Book Review: Making a Scene: A Guide for Fiction Writers

I would like to apologize for posting this review so late.  This should have been done much sooner, like last night, but a migraine popped up with the force of a sledge hammer to the back of my skull.  I things don’t seem very clear, it is because the migraine is lingering but on its way out.

making-a-scene-coverConsidering that I am no fan of non-fiction, I found myself enjoying books from Brent Spencer.  I have read several of his books about writing.  This one, Making a Scene: A Guide for Fiction Writers is just what someone who wonders if they are making a scene right or not.

This is a short, quick, read, with plenty of examples from works by other authors, both contemporary and classic.  At only 34 pages in length, it is packed with information and advice for the novice writer.  He starts it off in the most simplistic of ways and builds from there.

Judging by the way he discusses the process of making a scene, keeps it simple.  The K.I.S.S method came to mind immediately and it definitely worked.  He starts with differentiating types of scene: exposition, summary, and a full scene.

Exposition, he describes as something very general and short.  Example: We were mad.  Then the summary.  Example: Because the car was totaled, we were mad.  Then, he shows a short but expressive scene.  Example: The front end of the car was pressed inward around the thick trunk of the tree the thief crashed into.  Steam was spewing out of the cracked radiator and the engine was dying one loud knock at a time.  Carl and I were furious that our brand new car was in such a sad state.  While Carl clenched and unclenched his fists, he eyed the unconscious thief as if he was a prize lamb and he was the wolf.  Myself?  I was angry, but someone needed to keep a level head or we’d both end up in jail.  (Yes, I know, not the best but it is a brief example)

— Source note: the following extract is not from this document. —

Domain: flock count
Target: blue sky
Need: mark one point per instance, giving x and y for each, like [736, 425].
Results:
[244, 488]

I found this book to be both entertaining and informative which is what I like.  Many times I wished all my teachers in high school could have done the same.  Ah, well, we live and learn, and this book makes it easy to learn.

My only problem with the book is that it was too repetitious.  It stuck to that single concept and repeated it with different wording over and over.  Considering it is a single subject book, I understand why, but it didn’t have to be a one note idea.

Overall, I give this one a 3.5 star but it is one that I will read again and again.  As I mentioned, it is repetitious but, it doesn’t really explain how to make a scene.  It more shows and lets you figure it out from there.

Making a Scene can be found on Amazon for 99 centers.  It is worth buying.